|Roaster Location:||Branford, Connecticut|
|Coffee Origin:||Loja Province, southern Ecuador|
|Est. Price:||$28.99/16 ounces|
|Review Date:||March 2019|
|Acidity /Structure :||8|
Blind Assessment: Crisply sweet-tart. Apricot, cacao nib, lime zest, hibiscus, almond in aroma and cup. Sweetly tart structure with pert, lively acidity; velvety-smooth mouthfeel. The sweet-toned finish consolidates to cocoa-toned apricot with a little kick from lime zest.
Notes: This coffee tied for the second-highest rating in a cupping of coffees from Peru, Bolivia and Ecuador for Coffee Review’s March 2019 tasting report. Produced by Juan Peña of Hacienda La Papaya entirely of the Typica variety of Arabica. This is a wet-processed or “washed” coffee, meaning the fruit skin and pulp were removed from the beans immediately after harvesting and before drying.
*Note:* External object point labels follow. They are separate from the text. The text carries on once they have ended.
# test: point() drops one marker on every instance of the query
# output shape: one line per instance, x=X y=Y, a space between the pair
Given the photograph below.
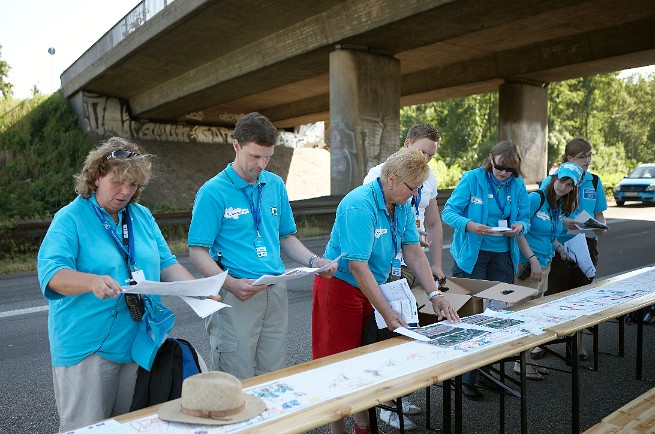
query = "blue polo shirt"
x=81 y=325
x=223 y=221
x=544 y=227
x=363 y=231
x=590 y=199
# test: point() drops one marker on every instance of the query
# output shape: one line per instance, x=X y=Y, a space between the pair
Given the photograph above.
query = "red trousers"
x=340 y=312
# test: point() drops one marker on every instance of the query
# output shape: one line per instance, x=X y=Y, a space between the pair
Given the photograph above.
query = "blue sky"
x=30 y=27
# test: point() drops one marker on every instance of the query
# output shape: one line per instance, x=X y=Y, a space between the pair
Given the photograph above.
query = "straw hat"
x=212 y=398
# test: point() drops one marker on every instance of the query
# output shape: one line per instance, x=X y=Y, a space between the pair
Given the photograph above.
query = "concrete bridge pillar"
x=364 y=114
x=523 y=118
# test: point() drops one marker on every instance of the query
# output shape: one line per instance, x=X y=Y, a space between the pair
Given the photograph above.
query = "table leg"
x=640 y=343
x=447 y=410
x=575 y=385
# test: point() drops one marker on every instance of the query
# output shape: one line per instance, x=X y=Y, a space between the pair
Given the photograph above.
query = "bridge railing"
x=130 y=22
x=324 y=207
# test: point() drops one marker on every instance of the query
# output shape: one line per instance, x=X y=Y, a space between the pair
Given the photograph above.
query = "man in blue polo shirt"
x=241 y=221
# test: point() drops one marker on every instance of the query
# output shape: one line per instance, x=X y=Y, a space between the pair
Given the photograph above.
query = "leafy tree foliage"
x=616 y=115
x=5 y=86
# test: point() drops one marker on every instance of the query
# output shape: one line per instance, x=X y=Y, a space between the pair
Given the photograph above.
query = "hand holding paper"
x=294 y=273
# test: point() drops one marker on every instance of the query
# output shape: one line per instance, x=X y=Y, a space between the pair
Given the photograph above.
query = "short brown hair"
x=136 y=168
x=421 y=131
x=256 y=128
x=569 y=201
x=575 y=147
x=510 y=154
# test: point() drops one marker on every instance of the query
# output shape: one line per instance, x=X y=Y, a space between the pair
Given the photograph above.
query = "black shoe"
x=487 y=384
x=472 y=392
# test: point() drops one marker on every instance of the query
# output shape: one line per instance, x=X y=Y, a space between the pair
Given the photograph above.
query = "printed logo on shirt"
x=380 y=232
x=589 y=193
x=543 y=215
x=234 y=213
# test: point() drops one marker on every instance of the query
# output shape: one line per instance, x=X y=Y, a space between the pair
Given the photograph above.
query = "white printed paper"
x=401 y=299
x=294 y=273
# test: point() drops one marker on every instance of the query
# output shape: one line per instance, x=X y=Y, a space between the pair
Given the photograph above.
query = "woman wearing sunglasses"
x=557 y=201
x=564 y=273
x=488 y=209
x=97 y=243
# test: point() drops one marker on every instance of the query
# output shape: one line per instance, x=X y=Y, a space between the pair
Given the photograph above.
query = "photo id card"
x=260 y=248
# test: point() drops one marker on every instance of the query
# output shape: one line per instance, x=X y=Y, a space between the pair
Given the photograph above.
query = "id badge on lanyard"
x=395 y=265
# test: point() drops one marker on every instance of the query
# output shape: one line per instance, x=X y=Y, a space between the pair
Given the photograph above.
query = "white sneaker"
x=391 y=418
x=409 y=408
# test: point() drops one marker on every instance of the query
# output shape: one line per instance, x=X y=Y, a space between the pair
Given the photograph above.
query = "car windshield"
x=642 y=172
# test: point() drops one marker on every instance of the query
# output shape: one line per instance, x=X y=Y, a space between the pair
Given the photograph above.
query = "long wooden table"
x=570 y=329
x=340 y=407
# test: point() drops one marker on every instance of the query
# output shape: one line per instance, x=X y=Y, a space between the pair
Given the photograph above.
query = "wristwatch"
x=434 y=294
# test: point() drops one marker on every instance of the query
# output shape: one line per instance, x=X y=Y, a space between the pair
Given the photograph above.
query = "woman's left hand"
x=516 y=229
x=444 y=309
x=321 y=262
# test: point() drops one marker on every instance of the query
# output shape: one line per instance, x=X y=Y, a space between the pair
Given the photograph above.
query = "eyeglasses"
x=121 y=154
x=584 y=157
x=413 y=190
x=503 y=168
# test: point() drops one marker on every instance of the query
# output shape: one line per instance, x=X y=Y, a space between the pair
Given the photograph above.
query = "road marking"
x=23 y=311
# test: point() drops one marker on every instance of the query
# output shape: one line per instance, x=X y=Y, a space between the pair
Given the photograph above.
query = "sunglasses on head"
x=503 y=168
x=121 y=154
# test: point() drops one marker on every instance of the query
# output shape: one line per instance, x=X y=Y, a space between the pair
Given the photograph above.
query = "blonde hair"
x=509 y=153
x=408 y=164
x=136 y=168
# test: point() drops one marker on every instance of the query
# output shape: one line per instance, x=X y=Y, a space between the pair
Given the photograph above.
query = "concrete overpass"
x=355 y=63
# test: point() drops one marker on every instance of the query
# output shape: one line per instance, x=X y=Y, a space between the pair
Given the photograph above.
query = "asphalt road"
x=27 y=399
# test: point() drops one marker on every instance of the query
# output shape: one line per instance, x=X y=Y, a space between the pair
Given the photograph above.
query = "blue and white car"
x=638 y=186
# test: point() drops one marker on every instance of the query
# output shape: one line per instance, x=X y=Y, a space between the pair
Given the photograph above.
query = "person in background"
x=564 y=275
x=241 y=221
x=100 y=241
x=547 y=208
x=488 y=198
x=374 y=225
x=425 y=138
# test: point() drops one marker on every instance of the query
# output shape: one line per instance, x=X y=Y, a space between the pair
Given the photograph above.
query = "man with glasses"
x=425 y=138
x=241 y=220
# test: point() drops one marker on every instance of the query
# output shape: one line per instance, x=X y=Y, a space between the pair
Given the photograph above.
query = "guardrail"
x=320 y=206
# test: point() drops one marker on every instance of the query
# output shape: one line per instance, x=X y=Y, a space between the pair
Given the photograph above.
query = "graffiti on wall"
x=110 y=116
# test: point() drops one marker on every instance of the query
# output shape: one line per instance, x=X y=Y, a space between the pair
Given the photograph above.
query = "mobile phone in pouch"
x=526 y=272
x=135 y=304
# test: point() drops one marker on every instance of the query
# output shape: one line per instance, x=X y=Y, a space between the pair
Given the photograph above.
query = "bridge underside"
x=211 y=61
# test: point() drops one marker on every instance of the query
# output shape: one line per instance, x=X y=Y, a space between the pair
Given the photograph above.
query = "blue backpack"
x=176 y=360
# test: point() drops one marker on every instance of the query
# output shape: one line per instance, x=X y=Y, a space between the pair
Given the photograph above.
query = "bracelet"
x=434 y=294
x=311 y=261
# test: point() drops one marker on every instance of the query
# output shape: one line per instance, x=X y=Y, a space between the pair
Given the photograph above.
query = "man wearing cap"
x=241 y=221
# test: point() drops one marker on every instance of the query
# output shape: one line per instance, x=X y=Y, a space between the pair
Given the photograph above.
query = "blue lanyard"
x=254 y=211
x=417 y=199
x=554 y=217
x=128 y=234
x=493 y=192
x=394 y=226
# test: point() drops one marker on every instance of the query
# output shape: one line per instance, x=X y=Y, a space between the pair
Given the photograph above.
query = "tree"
x=5 y=86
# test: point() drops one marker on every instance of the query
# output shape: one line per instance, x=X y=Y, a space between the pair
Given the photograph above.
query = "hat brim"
x=172 y=411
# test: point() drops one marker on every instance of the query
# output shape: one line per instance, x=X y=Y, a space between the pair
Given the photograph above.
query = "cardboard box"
x=467 y=295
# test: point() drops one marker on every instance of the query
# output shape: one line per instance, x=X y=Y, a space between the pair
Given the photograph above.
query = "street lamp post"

Willoughby’s Coffee & Tea is a pioneer specialty coffee roaster established in the early 1980s that has gracefully and successfully moved with the times and now offers a menu of extremely refined small-lot, single-origin coffees. Visit www.willoughbyscoffee.com or call 800-388-8400 for more information.
The Bottom Line : A solid Ecuador cup, balanced and friendly, with appealing cocoa notes throughout.